When anxiety pulls you backward into regret or forward into fear, pause long enough to remember the mountain. Remember that reality has depth. Then, do two things—not as a hack, but as a spiritual posture.
First, use your reason.
Take the problem in front of you seriously. Make the plan. Send the email. See the doctor. Create the budget. Reason is not the enemy of faith; it is one of God’s bridges. You are free to plan because you know the outcome doesn't determine your worth.
Second, refuse to "booth-build."
Refuse the illusion that controlling outcomes will finally make you safe.
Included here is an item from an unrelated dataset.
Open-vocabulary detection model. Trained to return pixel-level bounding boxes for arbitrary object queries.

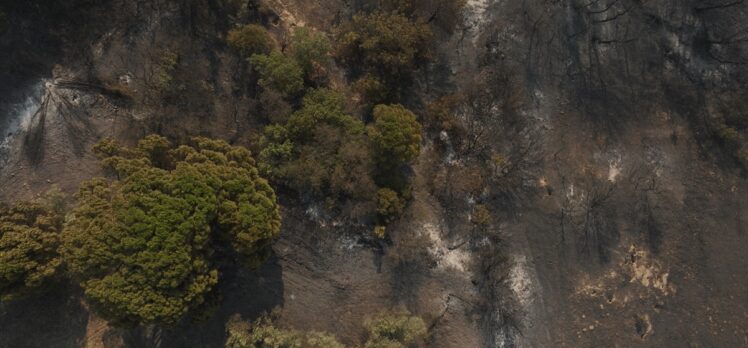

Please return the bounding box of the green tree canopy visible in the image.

Do what you can, and then let yourself be held by what you cannot control.
The light on the mountain is not an escape from the valley. It is a revelation of what the valley really is.
The same Jesus who blazes with uncreated light is the Jesus who walks down the dirt path with his friends. The cloud lifts, the moment passes, and they see "no one except Jesus himself alone."
That is not a downgrade. That is the point.
The glory is real. The valley is real. And Jesus is Lord of both.
"Get up," he says. "Do not be afraid."
So we get up. We go back down. But not back into flatness. We go back into a world with a ceiling and a floor, where the Vertical reality keeps interrupting our frantic little construction projects to say, gently and stubbornly: I have you. Listen to him.